All experiment implementations should inherit from this class.

Parameters:
  • agent – the Agent to use for learning the task.
  • domain – the problem Domain to learn
  • exp_id – ID of this experiment (main seed used for calls to np.rand)
  • max_steps – Total number of interactions (steps) before experiment termination.

Note

max_steps is distinct from episodeCap; episodeCap defines the the largest number of interactions which can occur in a single episode / trajectory, while max_steps limits the sum of all interactions over all episodes which can occur in an experiment.

Parameters:
  • num_policy_checks – Number of Performance Checks uniformly scattered along timesteps of the experiment
  • log_interval – Number of seconds between log prints to console
  • path – Path to the directory to be used for results storage (Results are stored in path/output_filename)
  • checks_per_policy – defines how many episodes should be run to estimate the performance of a single policy
compile_path(path)

An experiment path can be specified with placeholders. For example, Results/Temp/{domain}/{agent}/{representation}. This functions replaces the placeholders with actual values.

evaluate(total_steps, episode_number, visualize=0)

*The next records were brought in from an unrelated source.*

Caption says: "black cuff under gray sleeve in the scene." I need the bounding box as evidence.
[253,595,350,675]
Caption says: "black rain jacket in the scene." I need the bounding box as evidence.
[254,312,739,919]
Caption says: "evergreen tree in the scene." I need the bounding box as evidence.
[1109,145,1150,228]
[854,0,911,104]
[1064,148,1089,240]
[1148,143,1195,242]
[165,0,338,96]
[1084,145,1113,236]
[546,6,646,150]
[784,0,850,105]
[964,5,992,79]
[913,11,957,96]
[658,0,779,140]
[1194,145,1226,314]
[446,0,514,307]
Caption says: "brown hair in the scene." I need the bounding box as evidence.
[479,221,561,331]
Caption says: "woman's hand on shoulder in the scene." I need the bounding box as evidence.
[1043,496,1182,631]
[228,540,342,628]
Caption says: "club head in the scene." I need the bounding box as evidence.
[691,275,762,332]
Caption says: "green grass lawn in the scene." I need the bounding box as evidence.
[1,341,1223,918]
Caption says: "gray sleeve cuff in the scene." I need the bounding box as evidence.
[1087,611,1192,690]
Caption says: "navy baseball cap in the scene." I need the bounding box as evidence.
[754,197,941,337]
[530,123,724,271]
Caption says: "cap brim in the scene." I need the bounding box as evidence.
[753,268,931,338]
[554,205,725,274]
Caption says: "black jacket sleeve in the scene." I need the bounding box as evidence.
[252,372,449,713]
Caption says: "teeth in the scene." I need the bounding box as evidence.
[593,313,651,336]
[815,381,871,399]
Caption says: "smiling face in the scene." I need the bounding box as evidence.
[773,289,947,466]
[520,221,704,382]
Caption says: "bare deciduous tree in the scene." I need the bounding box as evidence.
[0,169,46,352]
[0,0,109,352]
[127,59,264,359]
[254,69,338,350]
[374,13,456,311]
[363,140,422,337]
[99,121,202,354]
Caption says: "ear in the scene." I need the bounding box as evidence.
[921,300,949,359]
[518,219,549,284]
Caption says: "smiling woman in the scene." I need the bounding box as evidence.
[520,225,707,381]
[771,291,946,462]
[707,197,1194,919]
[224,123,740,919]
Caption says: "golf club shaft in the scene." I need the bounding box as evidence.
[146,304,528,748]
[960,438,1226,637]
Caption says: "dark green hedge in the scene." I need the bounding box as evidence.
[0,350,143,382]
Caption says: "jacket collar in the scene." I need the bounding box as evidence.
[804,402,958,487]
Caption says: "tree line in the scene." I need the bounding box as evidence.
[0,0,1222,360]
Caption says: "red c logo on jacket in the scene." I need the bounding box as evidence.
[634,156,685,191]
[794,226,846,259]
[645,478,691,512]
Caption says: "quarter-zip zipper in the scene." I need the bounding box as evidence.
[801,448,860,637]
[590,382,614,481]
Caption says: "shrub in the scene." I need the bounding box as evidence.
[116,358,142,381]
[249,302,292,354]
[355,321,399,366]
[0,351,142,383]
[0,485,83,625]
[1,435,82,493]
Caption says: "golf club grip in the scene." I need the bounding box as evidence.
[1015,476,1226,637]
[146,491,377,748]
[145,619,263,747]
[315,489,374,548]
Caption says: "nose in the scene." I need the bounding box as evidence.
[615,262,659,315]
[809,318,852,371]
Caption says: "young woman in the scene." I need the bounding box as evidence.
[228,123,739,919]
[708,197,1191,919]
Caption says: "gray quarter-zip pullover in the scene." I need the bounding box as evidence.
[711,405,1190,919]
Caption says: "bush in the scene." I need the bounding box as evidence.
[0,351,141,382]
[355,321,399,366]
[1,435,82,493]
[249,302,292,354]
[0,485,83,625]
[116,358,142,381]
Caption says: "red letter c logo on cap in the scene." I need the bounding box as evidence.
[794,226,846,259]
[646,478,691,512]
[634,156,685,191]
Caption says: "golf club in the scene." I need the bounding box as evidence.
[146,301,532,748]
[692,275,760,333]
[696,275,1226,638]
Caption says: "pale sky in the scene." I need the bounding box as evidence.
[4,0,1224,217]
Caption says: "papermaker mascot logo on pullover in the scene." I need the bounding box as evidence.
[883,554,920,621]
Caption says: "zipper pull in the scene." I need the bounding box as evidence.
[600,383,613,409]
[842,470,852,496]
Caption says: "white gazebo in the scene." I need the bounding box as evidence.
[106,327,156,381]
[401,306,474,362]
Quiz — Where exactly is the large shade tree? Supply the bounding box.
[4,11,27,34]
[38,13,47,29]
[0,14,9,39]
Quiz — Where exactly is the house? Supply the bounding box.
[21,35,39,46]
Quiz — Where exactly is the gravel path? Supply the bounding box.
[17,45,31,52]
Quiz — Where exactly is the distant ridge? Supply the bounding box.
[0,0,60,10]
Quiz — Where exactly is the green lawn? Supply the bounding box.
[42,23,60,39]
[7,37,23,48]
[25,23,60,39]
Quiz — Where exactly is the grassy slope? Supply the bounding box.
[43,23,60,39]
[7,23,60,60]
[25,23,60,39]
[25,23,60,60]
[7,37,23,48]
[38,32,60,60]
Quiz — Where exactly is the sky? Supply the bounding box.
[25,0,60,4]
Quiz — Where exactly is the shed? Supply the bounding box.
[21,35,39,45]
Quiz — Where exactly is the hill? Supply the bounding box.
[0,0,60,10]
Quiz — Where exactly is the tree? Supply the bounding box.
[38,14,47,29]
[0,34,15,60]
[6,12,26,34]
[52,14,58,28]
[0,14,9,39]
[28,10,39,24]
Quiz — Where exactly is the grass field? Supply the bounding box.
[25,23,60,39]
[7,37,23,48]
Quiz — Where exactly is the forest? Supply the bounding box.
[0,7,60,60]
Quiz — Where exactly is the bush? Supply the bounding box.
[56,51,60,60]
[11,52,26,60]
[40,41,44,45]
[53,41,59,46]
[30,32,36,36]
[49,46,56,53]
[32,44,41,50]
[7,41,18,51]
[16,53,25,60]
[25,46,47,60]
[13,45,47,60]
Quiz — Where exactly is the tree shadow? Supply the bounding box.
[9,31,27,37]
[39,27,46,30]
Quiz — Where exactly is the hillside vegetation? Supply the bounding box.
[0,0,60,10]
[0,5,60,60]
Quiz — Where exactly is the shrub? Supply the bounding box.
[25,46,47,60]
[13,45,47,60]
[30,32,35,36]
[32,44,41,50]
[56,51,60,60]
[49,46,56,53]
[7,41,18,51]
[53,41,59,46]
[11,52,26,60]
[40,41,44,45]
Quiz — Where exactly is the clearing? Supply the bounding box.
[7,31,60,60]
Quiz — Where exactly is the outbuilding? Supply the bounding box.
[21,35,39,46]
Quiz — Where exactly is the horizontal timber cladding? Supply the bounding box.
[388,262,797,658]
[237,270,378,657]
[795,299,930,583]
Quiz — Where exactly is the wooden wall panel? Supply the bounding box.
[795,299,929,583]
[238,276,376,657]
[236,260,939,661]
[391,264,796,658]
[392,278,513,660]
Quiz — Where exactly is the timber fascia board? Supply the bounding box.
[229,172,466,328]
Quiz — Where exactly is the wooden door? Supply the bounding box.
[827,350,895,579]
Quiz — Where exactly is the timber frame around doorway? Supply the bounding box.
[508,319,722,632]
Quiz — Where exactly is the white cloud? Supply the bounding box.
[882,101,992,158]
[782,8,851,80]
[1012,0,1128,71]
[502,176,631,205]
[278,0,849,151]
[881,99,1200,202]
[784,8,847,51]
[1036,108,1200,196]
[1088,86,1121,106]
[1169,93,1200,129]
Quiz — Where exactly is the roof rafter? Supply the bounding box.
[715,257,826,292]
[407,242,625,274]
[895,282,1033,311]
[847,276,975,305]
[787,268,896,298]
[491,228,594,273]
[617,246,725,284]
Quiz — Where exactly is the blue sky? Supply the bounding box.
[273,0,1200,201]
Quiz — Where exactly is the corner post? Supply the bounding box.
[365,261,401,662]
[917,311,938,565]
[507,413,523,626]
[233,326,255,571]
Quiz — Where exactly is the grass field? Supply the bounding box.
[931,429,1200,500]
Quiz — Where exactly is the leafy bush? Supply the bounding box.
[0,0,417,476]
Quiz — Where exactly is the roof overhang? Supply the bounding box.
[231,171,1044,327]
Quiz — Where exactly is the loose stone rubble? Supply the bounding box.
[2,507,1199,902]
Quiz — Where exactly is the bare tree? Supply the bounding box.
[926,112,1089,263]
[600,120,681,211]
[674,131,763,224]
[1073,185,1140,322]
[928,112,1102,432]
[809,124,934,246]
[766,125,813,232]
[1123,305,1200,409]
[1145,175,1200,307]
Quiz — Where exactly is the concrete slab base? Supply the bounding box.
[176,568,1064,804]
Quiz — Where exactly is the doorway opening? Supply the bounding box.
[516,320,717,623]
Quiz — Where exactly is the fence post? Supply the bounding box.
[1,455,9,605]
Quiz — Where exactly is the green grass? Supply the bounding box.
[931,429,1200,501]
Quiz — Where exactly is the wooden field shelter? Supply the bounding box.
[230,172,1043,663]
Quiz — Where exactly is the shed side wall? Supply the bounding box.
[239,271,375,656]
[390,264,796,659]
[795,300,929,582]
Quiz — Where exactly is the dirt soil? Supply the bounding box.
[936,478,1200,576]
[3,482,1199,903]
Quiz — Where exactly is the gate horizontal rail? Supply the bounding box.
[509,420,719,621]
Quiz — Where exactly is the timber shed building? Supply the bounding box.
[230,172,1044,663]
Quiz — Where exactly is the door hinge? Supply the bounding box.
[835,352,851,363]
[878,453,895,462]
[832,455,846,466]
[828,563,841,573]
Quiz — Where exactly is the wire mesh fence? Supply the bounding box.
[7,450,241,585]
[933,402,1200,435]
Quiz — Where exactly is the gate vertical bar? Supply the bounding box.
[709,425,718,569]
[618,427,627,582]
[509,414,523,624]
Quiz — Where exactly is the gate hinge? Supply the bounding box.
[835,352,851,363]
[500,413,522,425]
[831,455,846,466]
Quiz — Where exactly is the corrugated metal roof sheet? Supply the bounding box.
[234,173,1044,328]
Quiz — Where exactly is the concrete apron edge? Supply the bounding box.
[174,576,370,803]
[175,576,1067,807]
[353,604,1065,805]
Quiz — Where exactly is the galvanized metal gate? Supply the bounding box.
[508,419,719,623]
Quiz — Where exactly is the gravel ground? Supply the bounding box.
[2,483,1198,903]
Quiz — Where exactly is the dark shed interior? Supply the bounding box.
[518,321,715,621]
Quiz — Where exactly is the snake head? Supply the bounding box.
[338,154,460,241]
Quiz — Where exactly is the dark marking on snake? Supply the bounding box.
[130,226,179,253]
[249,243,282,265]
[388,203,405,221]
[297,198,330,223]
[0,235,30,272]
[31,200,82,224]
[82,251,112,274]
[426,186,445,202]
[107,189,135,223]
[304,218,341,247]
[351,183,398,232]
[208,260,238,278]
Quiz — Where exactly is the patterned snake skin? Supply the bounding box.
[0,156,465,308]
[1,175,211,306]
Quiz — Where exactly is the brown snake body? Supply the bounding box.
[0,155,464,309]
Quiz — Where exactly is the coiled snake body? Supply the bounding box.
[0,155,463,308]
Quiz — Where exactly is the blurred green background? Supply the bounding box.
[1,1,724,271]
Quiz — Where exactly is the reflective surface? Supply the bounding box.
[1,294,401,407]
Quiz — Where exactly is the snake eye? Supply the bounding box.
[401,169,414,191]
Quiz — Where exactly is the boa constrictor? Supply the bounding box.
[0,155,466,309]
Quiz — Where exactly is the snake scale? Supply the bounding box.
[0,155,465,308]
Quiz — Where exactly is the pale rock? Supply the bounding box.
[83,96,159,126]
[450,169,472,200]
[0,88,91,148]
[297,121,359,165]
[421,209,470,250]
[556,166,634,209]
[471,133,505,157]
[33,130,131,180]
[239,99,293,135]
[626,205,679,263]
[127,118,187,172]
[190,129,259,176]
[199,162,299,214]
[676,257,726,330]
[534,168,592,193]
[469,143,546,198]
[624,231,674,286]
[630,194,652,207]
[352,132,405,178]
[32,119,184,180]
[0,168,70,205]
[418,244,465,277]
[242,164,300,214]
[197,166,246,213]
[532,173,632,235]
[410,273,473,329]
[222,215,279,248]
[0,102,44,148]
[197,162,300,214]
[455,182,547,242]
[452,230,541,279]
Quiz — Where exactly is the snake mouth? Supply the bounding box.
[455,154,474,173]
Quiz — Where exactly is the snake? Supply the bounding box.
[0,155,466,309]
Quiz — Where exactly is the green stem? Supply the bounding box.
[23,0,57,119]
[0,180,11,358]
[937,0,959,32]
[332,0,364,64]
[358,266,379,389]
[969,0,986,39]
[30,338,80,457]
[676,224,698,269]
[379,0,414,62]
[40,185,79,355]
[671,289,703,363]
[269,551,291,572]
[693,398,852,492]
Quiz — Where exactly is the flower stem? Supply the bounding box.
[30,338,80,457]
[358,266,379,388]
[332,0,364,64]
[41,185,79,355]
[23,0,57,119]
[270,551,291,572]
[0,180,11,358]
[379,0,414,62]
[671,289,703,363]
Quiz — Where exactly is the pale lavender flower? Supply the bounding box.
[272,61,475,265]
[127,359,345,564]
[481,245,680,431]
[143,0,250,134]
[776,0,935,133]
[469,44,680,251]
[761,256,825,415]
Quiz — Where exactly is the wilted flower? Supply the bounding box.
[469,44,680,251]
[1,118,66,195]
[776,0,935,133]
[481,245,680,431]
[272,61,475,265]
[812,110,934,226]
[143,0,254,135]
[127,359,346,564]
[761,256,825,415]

Evaluate the current agent within an experiment

Parameters:
  • total_steps – (int) number of steps used in learning so far
  • episode_number – (int) number of episodes used in learning so far
exp_id = 1

ID of the current experiment (main seed used for calls to np.rand)

load()

loads the experimental results from the results.txt file If the results could not be found, the function returns None and the results array otherwise.

mainSeed = 999999999

The Main Random Seed used to generate other random seeds (we use a different seed for each experiment id)

maxRuns = 1000

Maximum number of runs used for averaging, specified so that enough random seeds are generated

output_filename = ''

The name of the file used to store the data

performanceRun(total_steps, visualize=False)

Execute a single episode using the current policy to evaluate its performance. No exploration or learning is enabled.

Parameters:
  • total_steps – int maximum number of steps of the episode to peform
  • visualize – boolean, optional defines whether to show each step or not (if implemented by the domain)
plot(y='return', x='learning_steps', save=False)

Plots the performance of the experiment This function has only limited capabilities. For more advanced plotting of results consider Tools.Merger.Merger.

printAll()

prints all information about the experiment

result = None

A 2-d numpy array that stores all generated results.The purpose of a run is to fill this array. Size is stats_num x num_policy_checks.

run(visualize_performance=0, visualize_learning=False, visualize_steps=False, debug_on_sigurg=False)

Run the experiment and collect statistics / generate the results

Parameters:
  • visualize_performance – (int) determines whether a visualization of the steps taken in performance runs are shown. 0 means no visualization is shown. A value n > 0 means that only the first n performance runs for a specific policy are shown (i.e., for n < checks_per_policy, not all performance runs are shown)
  • visualize_learning – (boolean) show some visualization of the learning status before each performance evaluation (e.g. Value function)
  • visualize_steps – (boolean) visualize all steps taken during learning
  • debug_on_sigurg

    (boolean) if true, the ipdb debugger is opened when the python process receives a SIGURG signal. This allows to enter a debugger at any time, e.g. to view data interactively or actual debugging. The feature works only in Unix systems. The signal can be sent with the kill command:

    kill -URG pid

    where pid is the process id of the python interpreter running this function.

run_from_commandline()

wrapper around run method which automatically reads run parameters from command line arguments

save()

Saves the experimental results to the results.json file

seed_components()

set the initial seeds for all random number generators used during the experiment run based on the currently set exp_id.